Because the recommendation contains a detailed statement of the case and its procedural background, the Court discusses only the facts relevant to the resolution of plaintiff's objections.

Plaintiff has appealed the Court's order dismissing that case to the Tenth Circuit. Tso II, Docket No. 192.

On August 23, 2019, the magistrate judge issued this recommendation. Docket No. 73. The magistrate judge recommends granting the motion for sanctions. The recommendation summarizes plaintiff's "long history of filing repetitive claims" and "pursu[ing] numerous facially appropriate motions." Docket No. 73 at 25. The recommendation concludes that, "[b]ecause [plaintiff's] unwillingness to accept the validity of the [Illinois and Colorado domestic proceedings] imposes an undue burden on the Court's and [d]efendants' time and resources . . . the imposition of filing restrictions is warranted." Id. The recommendation proposes that plaintiff be barred from filing new actions in this Court related to the Illinois and Colorado domestic proceedings "without the representation of a licensed attorney admitted to practice in the District of Colorado, unless [plaintiff] obtains permission" from the Court to proceed pro se. Id. at 27-28. The recommendation further outlines a process by which plaintiff can petition for permission to proceed pro se. Id. at 28.
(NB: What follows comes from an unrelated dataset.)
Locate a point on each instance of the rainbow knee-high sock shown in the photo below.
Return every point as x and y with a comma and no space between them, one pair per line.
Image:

Additionally, the magistrate judge recommends that this case be dismissed. Id. at 29-47. The magistrate judge concludes that, to the extent plaintiff's first RICO claim is not barred by the Rooker-Feldman doctrine, the claim fails because (1) the amended complaint fails to allege that the defendants were engaged in "racketeering activity" and (2) the amended complaint fails to establish "continuity." Id. at 32-37. The magistrate judge further concludes that plaintiff's second and third RICO claims, as well as all of his constitutional challenges, are barred by the Rooker-Feldman doctrine. Id. at 37-46. Finally, the magistrate judge recommends that, as all of plaintiff's federal claims required dismissal, the Court should decline to exercise jurisdiction over plaintiff's state-law COCCA claims. Id. at 46-47.
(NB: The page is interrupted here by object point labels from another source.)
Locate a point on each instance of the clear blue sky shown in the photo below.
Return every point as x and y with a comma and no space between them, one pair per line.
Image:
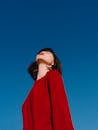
70,28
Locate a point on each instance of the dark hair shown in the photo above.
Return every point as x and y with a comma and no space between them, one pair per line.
33,67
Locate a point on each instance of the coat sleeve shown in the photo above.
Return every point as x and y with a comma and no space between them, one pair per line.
60,113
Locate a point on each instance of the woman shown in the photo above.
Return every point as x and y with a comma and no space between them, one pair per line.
46,106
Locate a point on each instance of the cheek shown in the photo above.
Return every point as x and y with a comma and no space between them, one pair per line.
49,58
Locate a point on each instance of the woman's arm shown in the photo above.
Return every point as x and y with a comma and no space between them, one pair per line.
61,117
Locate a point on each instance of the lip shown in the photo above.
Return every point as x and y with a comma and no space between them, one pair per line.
41,53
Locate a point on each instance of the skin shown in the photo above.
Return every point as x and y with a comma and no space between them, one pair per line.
45,60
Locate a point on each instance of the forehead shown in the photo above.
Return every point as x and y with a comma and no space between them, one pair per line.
46,52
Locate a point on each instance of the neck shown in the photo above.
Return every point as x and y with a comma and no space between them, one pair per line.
42,70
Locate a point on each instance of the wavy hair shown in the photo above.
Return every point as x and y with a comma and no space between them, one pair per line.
33,67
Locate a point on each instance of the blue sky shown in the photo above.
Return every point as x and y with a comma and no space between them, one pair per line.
70,28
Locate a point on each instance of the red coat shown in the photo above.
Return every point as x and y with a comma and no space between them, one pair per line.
46,106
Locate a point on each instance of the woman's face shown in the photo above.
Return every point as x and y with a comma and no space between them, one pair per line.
46,57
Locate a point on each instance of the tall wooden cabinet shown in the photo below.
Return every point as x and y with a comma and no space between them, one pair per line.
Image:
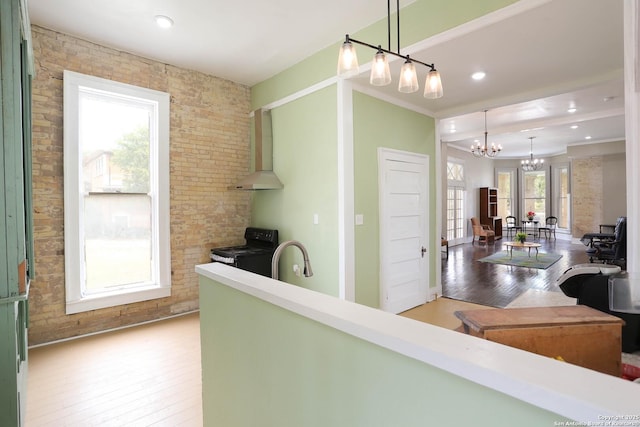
16,243
489,210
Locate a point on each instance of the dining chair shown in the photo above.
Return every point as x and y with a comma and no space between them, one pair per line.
549,228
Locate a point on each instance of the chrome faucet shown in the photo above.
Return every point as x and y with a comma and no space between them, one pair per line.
276,257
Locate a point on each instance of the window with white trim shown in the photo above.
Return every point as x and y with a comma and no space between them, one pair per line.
456,194
116,185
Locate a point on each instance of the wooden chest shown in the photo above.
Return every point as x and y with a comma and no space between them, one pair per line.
578,334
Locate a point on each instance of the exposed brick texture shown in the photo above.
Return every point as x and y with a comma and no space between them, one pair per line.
209,151
587,194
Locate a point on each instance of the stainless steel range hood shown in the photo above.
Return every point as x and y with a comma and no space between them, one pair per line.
263,178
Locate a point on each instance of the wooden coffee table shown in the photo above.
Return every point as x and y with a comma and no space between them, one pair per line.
525,245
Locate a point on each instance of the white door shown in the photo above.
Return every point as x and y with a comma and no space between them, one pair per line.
404,234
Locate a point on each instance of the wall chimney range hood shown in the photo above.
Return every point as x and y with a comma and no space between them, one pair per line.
263,178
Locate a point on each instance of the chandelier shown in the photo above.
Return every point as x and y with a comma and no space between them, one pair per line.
380,74
484,150
532,164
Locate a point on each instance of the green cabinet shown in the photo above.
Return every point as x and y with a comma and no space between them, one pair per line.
16,243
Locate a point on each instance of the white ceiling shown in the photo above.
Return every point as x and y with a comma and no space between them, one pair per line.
540,57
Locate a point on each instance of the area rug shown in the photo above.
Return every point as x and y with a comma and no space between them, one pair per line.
522,259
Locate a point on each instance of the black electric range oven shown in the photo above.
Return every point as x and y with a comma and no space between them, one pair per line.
255,255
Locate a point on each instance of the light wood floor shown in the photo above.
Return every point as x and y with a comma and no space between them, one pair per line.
147,375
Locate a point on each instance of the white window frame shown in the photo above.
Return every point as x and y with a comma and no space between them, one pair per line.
547,191
76,300
555,193
459,188
513,197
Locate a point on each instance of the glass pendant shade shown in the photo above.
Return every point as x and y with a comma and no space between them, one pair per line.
347,60
380,73
433,85
408,78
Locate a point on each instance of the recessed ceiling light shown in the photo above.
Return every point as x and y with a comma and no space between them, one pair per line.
164,21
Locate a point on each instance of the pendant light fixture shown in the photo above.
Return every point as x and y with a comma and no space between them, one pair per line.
380,74
484,150
532,164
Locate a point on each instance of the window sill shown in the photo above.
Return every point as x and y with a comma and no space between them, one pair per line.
94,302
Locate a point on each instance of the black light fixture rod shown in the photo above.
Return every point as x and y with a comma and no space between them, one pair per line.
398,22
390,52
389,25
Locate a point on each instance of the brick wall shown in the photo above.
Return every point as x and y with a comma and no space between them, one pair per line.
587,194
209,151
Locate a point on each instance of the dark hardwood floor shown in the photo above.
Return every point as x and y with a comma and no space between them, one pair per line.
466,279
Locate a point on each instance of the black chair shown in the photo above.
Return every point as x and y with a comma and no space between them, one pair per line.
511,226
613,251
549,228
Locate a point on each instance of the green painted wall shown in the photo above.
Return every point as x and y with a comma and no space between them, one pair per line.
305,160
305,147
379,124
265,366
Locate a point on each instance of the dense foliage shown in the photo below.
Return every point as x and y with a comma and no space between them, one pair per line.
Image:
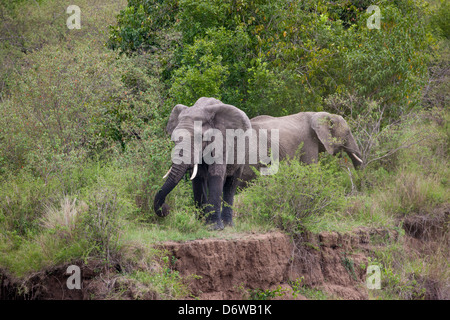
83,113
282,57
On September 18, 2019, the Court granted the motion for filing restrictions in Tso II. Docket No. 227. In that order, the Court adopted the same filing restrictions on plaintiff that the magistrate judge proposes in the recommendation. Compare Docket No. 73 at 27-28 with Tso II, Docket No. 227 at 9-10.

Plaintiff has appealed the order to the Tenth Circuit. Tso II, Docket No. 228.

II. MOTION FOR SANCTIONS

The Court turns first to the recommendation on defendants' motion for sanctions. Because "the right of access to the courts is neither absolute nor unconditional," federal courts may "regulate the activities of abusive litigants by imposing carefully tailored restrictions under the appropriate circumstances." Tripati v. Beaman, 878 F.2d 351, 352-53 (10th Cir. 1989). Filing restrictions are proper where (1) a "litigant's abusive and lengthy history is properly set forth," (2) the court provides guidelines as to what the litigant "must do to obtain the court's permission to file an action," and (3) the litigant receives "notice and an opportunity to oppose the court's order before it is instituted." Id. at 353-54; United States v. Coleman, 707 F. App'x 563 (10th Cir. 2017) (unpublished).
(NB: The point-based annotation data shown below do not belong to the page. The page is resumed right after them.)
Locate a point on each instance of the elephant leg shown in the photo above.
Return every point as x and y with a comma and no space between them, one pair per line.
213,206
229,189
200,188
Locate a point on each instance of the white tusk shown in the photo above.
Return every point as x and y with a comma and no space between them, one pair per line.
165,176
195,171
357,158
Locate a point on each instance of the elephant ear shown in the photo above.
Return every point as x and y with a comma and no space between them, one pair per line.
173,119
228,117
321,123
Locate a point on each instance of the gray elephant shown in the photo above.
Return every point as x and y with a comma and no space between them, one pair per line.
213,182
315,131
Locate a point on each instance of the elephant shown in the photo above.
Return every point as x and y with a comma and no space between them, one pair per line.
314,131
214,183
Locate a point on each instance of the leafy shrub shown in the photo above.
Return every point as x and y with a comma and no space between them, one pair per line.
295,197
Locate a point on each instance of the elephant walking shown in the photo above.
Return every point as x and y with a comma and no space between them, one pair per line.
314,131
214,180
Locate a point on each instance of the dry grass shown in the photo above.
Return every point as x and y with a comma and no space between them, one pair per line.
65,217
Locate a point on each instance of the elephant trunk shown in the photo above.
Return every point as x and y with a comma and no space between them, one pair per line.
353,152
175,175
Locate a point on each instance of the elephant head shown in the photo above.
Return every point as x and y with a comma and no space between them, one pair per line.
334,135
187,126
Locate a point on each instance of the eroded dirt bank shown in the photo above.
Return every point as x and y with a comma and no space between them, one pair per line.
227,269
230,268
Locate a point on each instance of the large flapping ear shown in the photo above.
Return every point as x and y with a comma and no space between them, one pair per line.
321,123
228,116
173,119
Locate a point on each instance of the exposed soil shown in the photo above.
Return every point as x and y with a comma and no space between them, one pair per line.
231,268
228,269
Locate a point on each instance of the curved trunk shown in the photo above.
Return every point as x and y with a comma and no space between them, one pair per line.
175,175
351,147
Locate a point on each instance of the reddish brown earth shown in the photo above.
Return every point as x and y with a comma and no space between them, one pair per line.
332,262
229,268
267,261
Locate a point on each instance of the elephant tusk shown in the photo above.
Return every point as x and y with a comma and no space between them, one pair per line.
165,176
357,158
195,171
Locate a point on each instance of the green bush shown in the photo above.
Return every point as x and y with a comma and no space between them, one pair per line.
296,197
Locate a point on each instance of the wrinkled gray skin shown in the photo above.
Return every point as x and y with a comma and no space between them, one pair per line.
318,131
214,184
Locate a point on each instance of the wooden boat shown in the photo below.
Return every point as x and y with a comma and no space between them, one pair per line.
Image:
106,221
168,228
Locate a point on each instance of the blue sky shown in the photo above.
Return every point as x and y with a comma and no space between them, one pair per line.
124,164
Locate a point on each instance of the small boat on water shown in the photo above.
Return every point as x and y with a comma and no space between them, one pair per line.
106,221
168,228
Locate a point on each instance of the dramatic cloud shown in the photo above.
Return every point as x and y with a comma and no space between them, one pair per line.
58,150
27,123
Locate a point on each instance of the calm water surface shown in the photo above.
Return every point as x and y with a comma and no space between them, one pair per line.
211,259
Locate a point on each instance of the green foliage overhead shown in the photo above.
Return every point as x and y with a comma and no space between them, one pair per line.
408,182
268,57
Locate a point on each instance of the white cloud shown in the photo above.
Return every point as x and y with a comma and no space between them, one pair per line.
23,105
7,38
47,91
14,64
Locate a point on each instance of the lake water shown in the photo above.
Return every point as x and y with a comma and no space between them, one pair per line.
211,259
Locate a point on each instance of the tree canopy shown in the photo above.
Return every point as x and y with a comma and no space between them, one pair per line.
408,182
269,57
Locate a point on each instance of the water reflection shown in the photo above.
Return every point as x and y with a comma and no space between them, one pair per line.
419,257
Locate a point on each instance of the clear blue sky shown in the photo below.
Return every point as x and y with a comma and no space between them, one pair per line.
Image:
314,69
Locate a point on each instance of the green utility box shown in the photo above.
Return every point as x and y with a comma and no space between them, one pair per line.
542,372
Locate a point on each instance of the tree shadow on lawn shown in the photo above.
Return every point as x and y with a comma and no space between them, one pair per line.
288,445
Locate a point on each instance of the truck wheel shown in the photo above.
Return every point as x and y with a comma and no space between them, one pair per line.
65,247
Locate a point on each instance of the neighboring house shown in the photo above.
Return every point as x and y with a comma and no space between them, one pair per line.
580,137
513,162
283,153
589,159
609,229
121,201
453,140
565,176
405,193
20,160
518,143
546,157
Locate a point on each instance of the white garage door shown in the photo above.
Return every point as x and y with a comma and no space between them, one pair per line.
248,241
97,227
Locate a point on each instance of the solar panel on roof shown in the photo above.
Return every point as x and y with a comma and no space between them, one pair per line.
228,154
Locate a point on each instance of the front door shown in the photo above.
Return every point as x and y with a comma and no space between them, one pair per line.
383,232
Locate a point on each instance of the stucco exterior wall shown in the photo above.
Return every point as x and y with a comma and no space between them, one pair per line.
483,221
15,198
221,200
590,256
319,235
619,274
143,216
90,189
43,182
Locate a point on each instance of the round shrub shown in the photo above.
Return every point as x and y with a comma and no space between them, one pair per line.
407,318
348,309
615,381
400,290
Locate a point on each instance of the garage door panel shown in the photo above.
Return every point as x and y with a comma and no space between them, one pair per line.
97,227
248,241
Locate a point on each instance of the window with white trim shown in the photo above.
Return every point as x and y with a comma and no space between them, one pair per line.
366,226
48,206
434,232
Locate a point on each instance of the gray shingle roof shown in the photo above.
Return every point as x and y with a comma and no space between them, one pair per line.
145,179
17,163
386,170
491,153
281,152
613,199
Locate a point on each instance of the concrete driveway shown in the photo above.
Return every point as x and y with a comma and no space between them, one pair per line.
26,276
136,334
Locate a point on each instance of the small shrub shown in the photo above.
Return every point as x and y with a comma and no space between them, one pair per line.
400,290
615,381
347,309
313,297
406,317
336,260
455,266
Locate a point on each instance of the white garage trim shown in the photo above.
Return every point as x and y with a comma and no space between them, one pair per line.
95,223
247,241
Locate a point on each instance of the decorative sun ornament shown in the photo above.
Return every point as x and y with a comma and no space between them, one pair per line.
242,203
The Court understands plaintiff to be making four objections to the recommendation: (1) there is no merit to the contention that plaintiff is an abusive litigant; (2) it is premature to conclude that Rooker-Feldman bars all of plaintiff's claims; and (3) the proposed filing restrictions are not the least-restrictive means of enjoining plaintiff's behavior. Docket No. 74 at 4-5, ¶ 10.

Plaintiff's argument that the magistrate judge failed to establish that plaintiff is an abusive litigant is without merit. The magistrate judge's recommendation carefully sets out plaintiff's extensive litigation history, both in the Illinois and Colorado state proceedings and in federal court. See Docket No. 73 at 9-27. The recommendation describes all four of plaintiff's federal cases in this District, in which plaintiff has repeatedly pursued both "facially inappropriate motions" - e.g. repeatedly moving for temporary restraining orders against defendants and Fed. R. Civ. P. 11 sanctions against defendants' counsel - and claims for which both this Court and the Tenth Circuit have made clear that plaintiff is "not entitled to any relief." See id. at 25.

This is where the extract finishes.